An independent investigation into two maternity units in South Wales is growing. Prince Charles Hospital in Merthyr Tydfil and the Royal Glamorgan in Llantrisant maternity are under the spotlight within the Cwm Taf health board. The investigation is looking into several failings which may have put mothers and babies lives at risk.
Cwm Taf Consultant Midwife report on maternity care
In September 2018 a Consultant Midwife wrote a damning internal report on the maternity care within Cwm Taf health board. Senior managers at both hospitals received the 38-page report. However, they chose not to pass it onto the health board until they had considered their response to it. They considered the report, as a “draft”. The consultant midwife, assuming that she had submitted the final version, subsequently left the health board.
The report highlighted concerns over the maternity care mothers and babies were receiving at Prince Charles Hospital and Royal Glamorgan maternity units. It cited dysfunctional systems and “systemic failings” over several years. This resulted in a poor culture leading to missed opportunities to report serious incidents and poor clinical care.
Prince Charles Hospital and Royal Glamorgan maternity units special measures
Six months after the consultant’s report was shared, both Prince Charles and Royal Glamorgan maternity units were placed under “special measures”. This was following concerns raised about staffing, processes and culture that were compromising maternity care.
Since the internal review by the health board, there have been further independent reviews. One by the Royal College of Obstetricians and Gynaecologists and the Royal College of Midwives reported 43 potentially serious incidents between January 2016 and September 2018. These incidents included stillbirths, neonatal deaths and complications of pregnancy or delivery.
Families poorly treated and ignored
Not only has clinical care been compromised, but there was a culture to ignore issues. Families complained that the hospitals ignored their concerns. Rather than listening to their suspicions, the maternity units appeared to dismiss them. This may not come as a surprise as it appears that the senior management tried to ignore the evidence presented to them by the consultant midwife.
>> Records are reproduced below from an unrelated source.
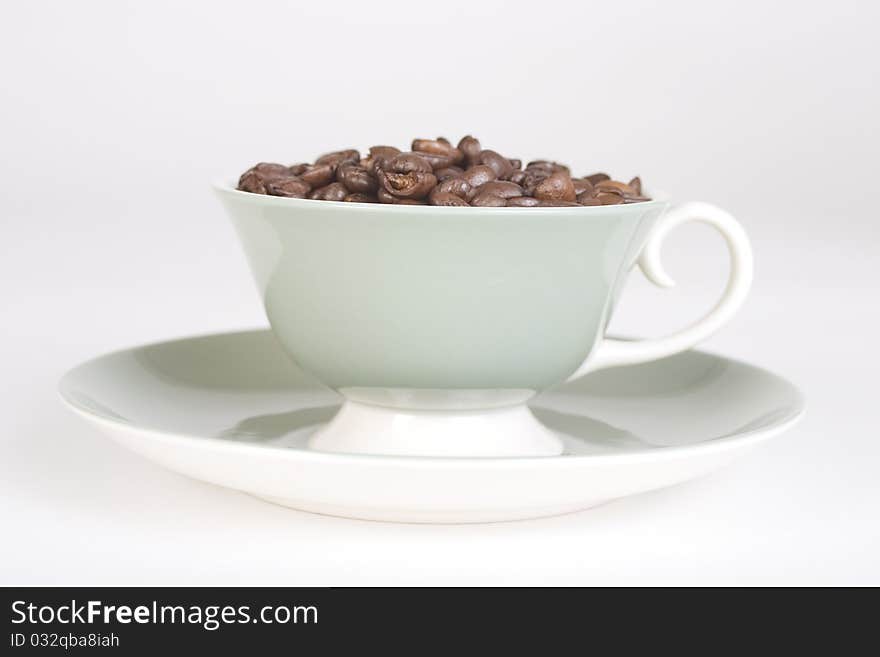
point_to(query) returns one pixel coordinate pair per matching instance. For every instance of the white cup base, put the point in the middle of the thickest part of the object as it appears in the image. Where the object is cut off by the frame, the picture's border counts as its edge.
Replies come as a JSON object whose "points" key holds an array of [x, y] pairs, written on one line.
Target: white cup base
{"points": [[507, 431]]}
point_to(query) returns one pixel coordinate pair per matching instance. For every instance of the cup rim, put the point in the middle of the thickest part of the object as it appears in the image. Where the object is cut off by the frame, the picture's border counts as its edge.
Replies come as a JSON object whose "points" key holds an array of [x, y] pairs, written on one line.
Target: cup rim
{"points": [[224, 187]]}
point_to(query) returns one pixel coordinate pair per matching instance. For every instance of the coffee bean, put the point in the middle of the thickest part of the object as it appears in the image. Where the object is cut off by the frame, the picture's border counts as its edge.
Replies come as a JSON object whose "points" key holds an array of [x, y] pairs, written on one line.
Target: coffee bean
{"points": [[479, 175], [253, 182], [291, 187], [547, 165], [488, 200], [439, 161], [523, 202], [254, 179], [414, 185], [499, 164], [470, 147], [270, 170], [531, 179], [448, 172], [596, 178], [588, 199], [582, 185], [457, 186], [408, 163], [336, 158], [318, 175], [608, 198], [377, 156], [556, 187], [439, 173], [385, 197], [331, 192], [502, 188], [439, 147], [556, 203], [358, 197], [445, 198], [615, 187], [356, 179]]}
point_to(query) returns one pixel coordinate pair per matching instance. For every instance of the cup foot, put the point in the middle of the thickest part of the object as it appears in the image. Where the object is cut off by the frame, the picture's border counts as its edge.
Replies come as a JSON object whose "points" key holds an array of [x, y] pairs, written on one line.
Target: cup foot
{"points": [[496, 432]]}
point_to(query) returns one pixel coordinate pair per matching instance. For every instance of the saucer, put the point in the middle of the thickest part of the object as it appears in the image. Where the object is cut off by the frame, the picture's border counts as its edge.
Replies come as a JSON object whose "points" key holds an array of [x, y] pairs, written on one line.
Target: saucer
{"points": [[231, 409]]}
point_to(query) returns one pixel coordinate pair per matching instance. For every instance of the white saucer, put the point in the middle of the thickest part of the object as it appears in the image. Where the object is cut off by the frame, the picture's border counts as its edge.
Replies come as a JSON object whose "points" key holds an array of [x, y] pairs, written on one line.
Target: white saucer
{"points": [[232, 410]]}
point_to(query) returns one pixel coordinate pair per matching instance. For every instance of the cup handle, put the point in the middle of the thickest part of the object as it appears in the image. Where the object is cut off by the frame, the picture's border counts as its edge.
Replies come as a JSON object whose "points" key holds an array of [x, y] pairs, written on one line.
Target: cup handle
{"points": [[611, 353]]}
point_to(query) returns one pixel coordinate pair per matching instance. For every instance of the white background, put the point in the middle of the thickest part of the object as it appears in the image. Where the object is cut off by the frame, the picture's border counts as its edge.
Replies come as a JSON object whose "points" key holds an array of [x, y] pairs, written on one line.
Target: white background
{"points": [[114, 117]]}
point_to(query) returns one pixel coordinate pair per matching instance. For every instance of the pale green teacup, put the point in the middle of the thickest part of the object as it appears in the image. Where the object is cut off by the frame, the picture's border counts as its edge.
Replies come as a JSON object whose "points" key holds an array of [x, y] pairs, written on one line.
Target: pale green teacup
{"points": [[437, 324]]}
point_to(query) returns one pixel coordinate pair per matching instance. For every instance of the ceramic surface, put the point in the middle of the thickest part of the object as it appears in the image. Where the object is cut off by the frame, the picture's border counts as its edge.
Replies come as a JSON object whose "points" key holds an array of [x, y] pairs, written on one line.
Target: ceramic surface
{"points": [[232, 410], [420, 316]]}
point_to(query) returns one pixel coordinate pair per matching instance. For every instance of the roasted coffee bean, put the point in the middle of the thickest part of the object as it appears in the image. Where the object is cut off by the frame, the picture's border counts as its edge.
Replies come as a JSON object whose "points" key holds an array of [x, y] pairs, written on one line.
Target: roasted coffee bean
{"points": [[445, 198], [547, 165], [438, 161], [331, 192], [596, 178], [479, 175], [627, 193], [377, 156], [356, 179], [291, 187], [609, 198], [470, 147], [615, 187], [318, 175], [358, 197], [556, 187], [523, 202], [503, 188], [498, 163], [448, 172], [588, 198], [270, 170], [458, 186], [556, 203], [582, 185], [408, 163], [253, 182], [440, 147], [439, 173], [254, 179], [336, 158], [414, 185], [385, 197], [488, 200], [531, 179]]}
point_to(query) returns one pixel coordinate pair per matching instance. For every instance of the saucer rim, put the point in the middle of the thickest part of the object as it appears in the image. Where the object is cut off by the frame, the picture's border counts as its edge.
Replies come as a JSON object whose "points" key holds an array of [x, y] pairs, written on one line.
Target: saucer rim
{"points": [[719, 444]]}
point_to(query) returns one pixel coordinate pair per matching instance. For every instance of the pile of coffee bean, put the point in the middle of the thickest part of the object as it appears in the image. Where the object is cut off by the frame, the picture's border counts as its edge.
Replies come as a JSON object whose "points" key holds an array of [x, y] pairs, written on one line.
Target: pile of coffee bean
{"points": [[434, 172]]}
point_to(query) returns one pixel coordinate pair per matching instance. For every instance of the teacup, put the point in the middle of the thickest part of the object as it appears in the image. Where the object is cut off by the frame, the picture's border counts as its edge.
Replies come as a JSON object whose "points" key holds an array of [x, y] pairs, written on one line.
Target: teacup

At Pryers, we recognise that mistakes can be made, but learning from them is critical. We, unfortunately, experience cases where patient’s concerns are not listened to. It is only when we begin to negotiate compensation for them that the Trust begins to acknowledge the problem.
A culture like that reported at the Prince Charles and Royal Glamorgan maternity units threatens patient care and safety.
An interim report from the independent panel has noted that there have been incremental improvements. However, there is still some way to go. It stated; “There is still a significant amount of work to be done to fully deliver against the royal colleges’ recommendations [including] culture change [and] managing concerns and complaints.”
The panel’s chair Mike Giannasi said; “You can change behaviour reasonably quickly but changing people’s underlying beliefs takes longer.”
Investigation into 160 incidents at Prince Charles and Royal Glamorgan maternity units
150 families came forward following the Royal Colleges report last year. This number has now risen to 160. Now that the health board and independent panel have recognised the issues, responding to these families must remain a priority.